Antibiotic exposure alters the LEAP-2/ghrelin axis and anti-inflammatory tone in aged male rat liver and adipose tissue


Ilgin R., SAYIN O., ATEŞ M., AKKAYA E. C., HOŞGÖRLER F. U.

Biogerontology, cilt.27, sa.1, 2026 (SCI-Expanded, Scopus) identifier identifier

  • Yayın Türü: Makale / Tam Makale
  • Cilt numarası: 27 Sayı: 1
  • Basım Tarihi: 2026
  • Doi Numarası: 10.1007/s10522-025-10368-y
  • Dergi Adı: Biogerontology
  • Derginin Tarandığı İndeksler: Science Citation Index Expanded (SCI-EXPANDED), Scopus, BIOSIS, EMBASE, MEDLINE
  • Anahtar Kelimeler: Aging, Antibiotics, Ghrelin, LEAP-2, Liver, White adipose tissue
  • Uşak Üniversitesi Adresli: Evet

Özet

Liver-expressed antimicrobial peptide-2 (LEAP-2), the endogenous antagonist of the ghrelin receptor (GHSR1a), counterbalances ghrelin in an energy- and inflammation-dependent manner. Aging is accompanied by endocrine and immunometabolic shifts that may influence this axis.

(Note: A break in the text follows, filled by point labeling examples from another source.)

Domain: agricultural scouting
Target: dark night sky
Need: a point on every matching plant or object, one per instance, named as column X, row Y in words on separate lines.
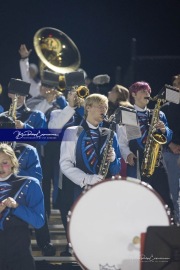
column 101, row 29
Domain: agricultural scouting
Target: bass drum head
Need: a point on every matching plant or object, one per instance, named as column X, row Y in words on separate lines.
column 106, row 222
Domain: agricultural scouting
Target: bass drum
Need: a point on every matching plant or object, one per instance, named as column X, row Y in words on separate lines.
column 106, row 222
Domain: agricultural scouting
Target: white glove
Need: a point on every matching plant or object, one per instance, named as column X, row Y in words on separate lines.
column 91, row 179
column 101, row 79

We investigated whether a short course of broad-spectrum antibiotics (vancomycin–metronidazole–neomycin–ampicillin; VMNA) alters LEAP-2 and ghrelin levels in the liver and epididymal white adipose tissue (WAT) of aged male rats, and whether these changes coincide with modifications in IL-10, TNF-α, and IL-1β. Antibiotic treatment lowered LEAP-2 in both liver and WAT. Ghrelin decreased in both tissues, but the reduction reached significance only in WAT, whereas the hepatic decrease was nonsignificant. Consequently, the LEAP-2/ghrelin ratio declined in the liver and showed a nonsignificant upward trend in WAT. Inflammatory profiling revealed that IL-10 decreased in both tissues, whereas TNF-α and IL-1β remained unchanged. These findings demonstrate that even a one-week antibiotic regimen induces tissue-specific alterations in the LEAP-2/ghrelin axis—characterized by reduced hepatic LEAP-2 signaling, suppressed adipose ghrelin, and diminished anti-inflammatory tone. Overall, the data suggest that aged male rats exhibit heightened vulnerability to antibiotic-induced perturbations in LEAP-2/ghrelin regulation, underscoring the interplay between microbiota-related influences, inflammaging, and age-associated metabolic imbalance.